The role of the HPRT gene in human disease

Abstract

Human HPRT deficiency leads to two major forms of human disease. Partial enzyme deficiency results in gouty arthritis, while an almost complete deficiency leads to the Lesch-Nyhan disease. The latter is characterized by severe neurological dysfunction in addition to gouty arthritis, including retardation, choreoathetosis and aggressive and compulsive self-mutilation. The biochemical basis for the neurological symptoms is not understood. The human and mouse cDNA (RNA copy) genes have been isolated and sequenced.

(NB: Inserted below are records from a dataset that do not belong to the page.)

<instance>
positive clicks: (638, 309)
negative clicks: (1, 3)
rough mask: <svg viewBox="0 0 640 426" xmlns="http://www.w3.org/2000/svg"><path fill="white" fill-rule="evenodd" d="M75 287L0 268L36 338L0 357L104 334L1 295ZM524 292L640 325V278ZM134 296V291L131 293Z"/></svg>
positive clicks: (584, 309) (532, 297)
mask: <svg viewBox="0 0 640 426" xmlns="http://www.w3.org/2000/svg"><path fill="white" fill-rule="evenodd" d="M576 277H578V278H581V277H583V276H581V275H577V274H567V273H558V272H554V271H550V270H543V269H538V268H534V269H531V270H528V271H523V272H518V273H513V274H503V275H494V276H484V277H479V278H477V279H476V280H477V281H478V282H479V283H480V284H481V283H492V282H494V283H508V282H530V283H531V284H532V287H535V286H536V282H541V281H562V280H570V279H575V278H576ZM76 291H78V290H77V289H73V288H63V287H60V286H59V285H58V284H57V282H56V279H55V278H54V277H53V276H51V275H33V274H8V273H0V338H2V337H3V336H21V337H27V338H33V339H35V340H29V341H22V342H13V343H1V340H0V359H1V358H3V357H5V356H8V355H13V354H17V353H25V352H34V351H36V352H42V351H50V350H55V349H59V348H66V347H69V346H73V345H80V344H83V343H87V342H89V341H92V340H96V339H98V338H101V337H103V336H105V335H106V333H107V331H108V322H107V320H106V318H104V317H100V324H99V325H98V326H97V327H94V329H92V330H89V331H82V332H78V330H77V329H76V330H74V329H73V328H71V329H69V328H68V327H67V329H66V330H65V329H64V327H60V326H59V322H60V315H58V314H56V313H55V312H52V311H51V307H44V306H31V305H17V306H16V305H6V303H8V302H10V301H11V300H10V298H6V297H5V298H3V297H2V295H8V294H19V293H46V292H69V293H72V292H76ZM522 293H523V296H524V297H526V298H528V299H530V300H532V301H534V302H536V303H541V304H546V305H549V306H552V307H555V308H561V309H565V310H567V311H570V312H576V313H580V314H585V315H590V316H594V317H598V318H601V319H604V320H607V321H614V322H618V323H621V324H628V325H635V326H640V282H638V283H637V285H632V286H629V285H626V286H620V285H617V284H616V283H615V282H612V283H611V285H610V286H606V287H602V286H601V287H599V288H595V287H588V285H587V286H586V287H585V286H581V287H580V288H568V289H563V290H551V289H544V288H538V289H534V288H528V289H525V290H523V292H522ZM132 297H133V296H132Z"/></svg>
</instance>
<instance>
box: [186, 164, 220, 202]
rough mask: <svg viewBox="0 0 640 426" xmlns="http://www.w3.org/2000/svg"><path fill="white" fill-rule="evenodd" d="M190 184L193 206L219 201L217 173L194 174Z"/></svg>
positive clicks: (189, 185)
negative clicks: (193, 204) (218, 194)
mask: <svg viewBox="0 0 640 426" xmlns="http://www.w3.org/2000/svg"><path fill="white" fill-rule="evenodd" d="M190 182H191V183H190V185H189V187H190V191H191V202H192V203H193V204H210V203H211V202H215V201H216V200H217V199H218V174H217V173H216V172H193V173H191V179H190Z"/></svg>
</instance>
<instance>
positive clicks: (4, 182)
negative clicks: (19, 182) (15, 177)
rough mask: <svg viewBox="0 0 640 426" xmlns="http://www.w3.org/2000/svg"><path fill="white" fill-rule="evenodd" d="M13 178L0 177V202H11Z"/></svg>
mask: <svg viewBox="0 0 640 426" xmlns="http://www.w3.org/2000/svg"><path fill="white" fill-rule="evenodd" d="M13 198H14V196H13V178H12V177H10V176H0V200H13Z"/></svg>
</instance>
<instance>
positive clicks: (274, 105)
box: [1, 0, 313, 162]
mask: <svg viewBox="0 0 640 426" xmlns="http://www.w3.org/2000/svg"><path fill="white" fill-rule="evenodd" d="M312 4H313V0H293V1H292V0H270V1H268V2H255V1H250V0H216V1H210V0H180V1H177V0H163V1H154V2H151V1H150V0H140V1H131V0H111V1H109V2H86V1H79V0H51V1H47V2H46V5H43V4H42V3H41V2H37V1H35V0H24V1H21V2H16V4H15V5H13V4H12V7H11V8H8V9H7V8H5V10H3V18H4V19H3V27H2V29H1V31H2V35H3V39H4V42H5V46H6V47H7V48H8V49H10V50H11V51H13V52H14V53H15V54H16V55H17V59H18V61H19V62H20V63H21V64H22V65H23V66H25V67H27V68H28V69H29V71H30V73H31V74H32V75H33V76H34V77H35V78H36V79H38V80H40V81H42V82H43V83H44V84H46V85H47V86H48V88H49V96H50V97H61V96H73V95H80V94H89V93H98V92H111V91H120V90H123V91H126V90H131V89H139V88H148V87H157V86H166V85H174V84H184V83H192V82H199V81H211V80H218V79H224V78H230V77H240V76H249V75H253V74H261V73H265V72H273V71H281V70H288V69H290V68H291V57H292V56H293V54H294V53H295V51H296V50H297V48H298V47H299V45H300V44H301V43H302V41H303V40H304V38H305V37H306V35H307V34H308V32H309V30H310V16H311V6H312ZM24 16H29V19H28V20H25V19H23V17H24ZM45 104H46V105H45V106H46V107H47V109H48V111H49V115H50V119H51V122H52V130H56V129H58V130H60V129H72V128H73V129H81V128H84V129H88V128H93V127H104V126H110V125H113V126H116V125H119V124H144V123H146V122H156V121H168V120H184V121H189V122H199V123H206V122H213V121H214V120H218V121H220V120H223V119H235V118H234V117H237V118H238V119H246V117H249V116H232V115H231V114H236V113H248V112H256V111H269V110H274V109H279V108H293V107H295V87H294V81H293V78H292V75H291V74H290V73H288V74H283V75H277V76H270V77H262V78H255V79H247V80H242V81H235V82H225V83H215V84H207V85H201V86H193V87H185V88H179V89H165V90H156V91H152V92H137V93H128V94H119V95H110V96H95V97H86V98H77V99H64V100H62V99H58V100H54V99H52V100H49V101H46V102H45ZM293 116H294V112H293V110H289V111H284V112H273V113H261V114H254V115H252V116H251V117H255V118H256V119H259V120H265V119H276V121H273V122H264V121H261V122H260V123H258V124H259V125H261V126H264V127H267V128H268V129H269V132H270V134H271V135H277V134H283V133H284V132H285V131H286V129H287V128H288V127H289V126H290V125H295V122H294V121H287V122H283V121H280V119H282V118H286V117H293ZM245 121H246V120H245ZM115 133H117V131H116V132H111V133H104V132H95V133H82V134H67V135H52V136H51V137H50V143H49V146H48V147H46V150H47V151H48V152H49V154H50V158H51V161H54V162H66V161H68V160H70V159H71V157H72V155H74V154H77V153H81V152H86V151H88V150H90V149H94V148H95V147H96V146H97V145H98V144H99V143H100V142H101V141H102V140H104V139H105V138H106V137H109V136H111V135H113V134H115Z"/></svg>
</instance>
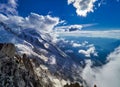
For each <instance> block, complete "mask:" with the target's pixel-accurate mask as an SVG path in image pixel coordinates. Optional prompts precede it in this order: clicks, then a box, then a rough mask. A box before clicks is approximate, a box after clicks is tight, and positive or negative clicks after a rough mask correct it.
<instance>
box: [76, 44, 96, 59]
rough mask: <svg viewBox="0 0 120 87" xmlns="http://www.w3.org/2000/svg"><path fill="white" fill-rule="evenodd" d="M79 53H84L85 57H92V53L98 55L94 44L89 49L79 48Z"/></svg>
mask: <svg viewBox="0 0 120 87" xmlns="http://www.w3.org/2000/svg"><path fill="white" fill-rule="evenodd" d="M78 53H80V54H83V55H84V56H85V57H91V55H94V56H98V55H97V52H96V49H95V47H94V45H89V48H88V49H87V50H82V49H81V50H79V51H78Z"/></svg>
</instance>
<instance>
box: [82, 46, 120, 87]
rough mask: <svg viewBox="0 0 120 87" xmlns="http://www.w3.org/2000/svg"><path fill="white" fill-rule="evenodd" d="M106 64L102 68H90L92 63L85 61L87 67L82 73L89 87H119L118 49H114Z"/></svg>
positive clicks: (119, 83) (110, 55)
mask: <svg viewBox="0 0 120 87" xmlns="http://www.w3.org/2000/svg"><path fill="white" fill-rule="evenodd" d="M107 59H108V63H107V64H105V65H103V66H102V67H94V68H92V67H91V66H92V62H91V61H90V60H89V61H87V63H86V64H87V65H86V67H85V68H84V70H83V72H82V77H83V79H85V81H86V82H87V84H88V85H89V87H93V85H94V84H96V85H97V86H98V87H119V86H120V75H119V72H120V63H119V61H120V47H118V48H116V49H115V51H114V52H112V53H111V54H110V55H109V56H108V57H107Z"/></svg>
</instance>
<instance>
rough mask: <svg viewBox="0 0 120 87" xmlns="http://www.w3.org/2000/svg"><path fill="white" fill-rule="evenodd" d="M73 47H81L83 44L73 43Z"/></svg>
mask: <svg viewBox="0 0 120 87" xmlns="http://www.w3.org/2000/svg"><path fill="white" fill-rule="evenodd" d="M72 46H73V47H80V46H82V45H81V44H79V43H73V45H72Z"/></svg>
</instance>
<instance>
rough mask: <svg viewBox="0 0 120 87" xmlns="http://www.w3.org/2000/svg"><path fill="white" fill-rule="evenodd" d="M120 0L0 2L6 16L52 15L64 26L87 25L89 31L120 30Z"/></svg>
mask: <svg viewBox="0 0 120 87" xmlns="http://www.w3.org/2000/svg"><path fill="white" fill-rule="evenodd" d="M119 10H120V1H119V0H36V1H35V0H29V1H28V0H0V12H2V13H3V14H5V13H7V14H12V15H18V16H21V17H27V16H29V15H30V13H31V12H32V13H37V14H39V15H43V16H45V15H51V16H52V17H58V18H59V19H60V20H64V21H65V25H64V26H70V25H76V24H77V25H81V24H82V25H84V24H85V25H86V24H90V25H92V26H89V27H85V28H84V29H85V30H89V29H90V30H96V29H97V30H104V29H120V11H119Z"/></svg>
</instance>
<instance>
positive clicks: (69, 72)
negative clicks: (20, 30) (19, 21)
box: [0, 22, 84, 87]
mask: <svg viewBox="0 0 120 87" xmlns="http://www.w3.org/2000/svg"><path fill="white" fill-rule="evenodd" d="M0 26H2V27H3V28H1V30H2V31H1V32H2V33H1V35H0V41H1V42H7V43H8V42H10V41H11V40H12V39H13V42H12V43H14V44H15V46H14V45H13V44H11V43H9V44H0V64H1V65H0V67H1V69H2V70H1V71H0V73H1V75H0V76H1V77H0V79H1V78H3V79H4V80H2V79H1V80H0V82H1V83H0V84H3V83H4V82H5V84H6V78H7V77H10V79H11V80H10V82H12V83H11V84H13V85H12V86H11V87H26V86H28V87H64V85H65V84H67V83H70V82H74V81H77V82H80V83H84V81H83V79H82V77H81V76H80V73H81V70H82V68H81V66H80V64H78V63H76V62H75V61H73V59H72V58H71V57H69V56H68V55H66V54H65V53H64V52H63V51H61V50H60V49H59V48H58V47H57V46H56V44H55V43H53V42H52V41H51V38H50V36H49V34H45V33H43V32H38V31H37V30H36V29H31V28H28V29H24V28H23V29H21V31H20V33H18V32H16V31H14V29H12V28H11V27H9V26H8V25H7V24H5V23H3V22H0ZM2 34H3V35H2ZM5 34H6V35H5ZM13 37H14V38H13ZM15 48H16V49H15ZM23 54H24V55H23ZM6 62H7V63H9V62H10V63H11V64H6ZM4 65H5V66H4ZM7 67H8V68H7ZM11 67H12V68H11ZM3 68H4V69H5V70H4V69H3ZM10 70H12V71H11V72H12V73H13V74H12V75H11V74H10V76H7V74H8V72H9V71H10ZM4 71H5V72H4ZM13 71H14V72H13ZM16 73H17V74H16ZM6 76H7V77H6ZM16 79H17V80H16ZM10 82H9V83H10ZM38 84H39V85H38ZM21 85H22V86H21ZM0 87H6V86H4V85H2V86H0Z"/></svg>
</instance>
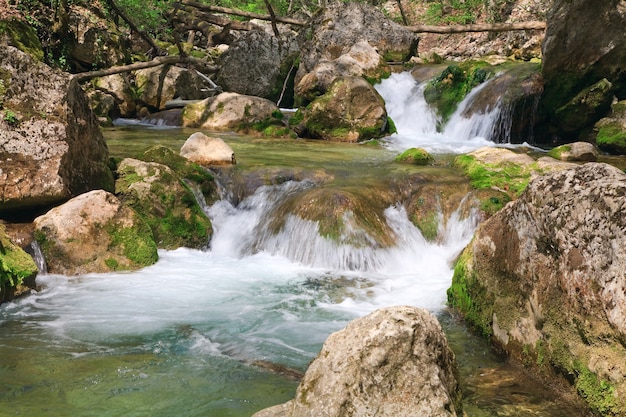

In addition, the amino acid sequence of the human protein has been directly determined. The human and mouse proteins differ at 7 amino acids out of the total, (including the N terminal methionine, which is processed off during maturation) of 218. There are 42 out of 654 nucleotide differences between the human and mouse genes in the amino acid coding region. The mouse genomic structure has been determined. It has 9 exons and 8 introns with a total size of approximately 36 kb. The human gene is very similar with identical intron-exon junction points and approximately the same total gene size. Both mouse and human presumed promotor region at the 5' end, lack a recognizable promotor in the form of a "TATAA" box and are very G-C rich, though not the same. This may be a feature of most "housekeeping" genes. HPRT gene point mutations in three gouty arthritis and one Lesch-Nyhan patient have been identified by peptide sequencing. Six gross gene rearrangements have been identified in Lesch-Nyhan HPRT genes. However it is likely that most mutations are point mutations or small deletions. So far all gene mutations identified are different from all others. The gene has been engineered into retrovirus vehicles which allows its efficient introduction into a wide variety of cells, including mouse marrow stem cells. This may allow treatment of Lesch-Nyhan patients as a model of gene therapy.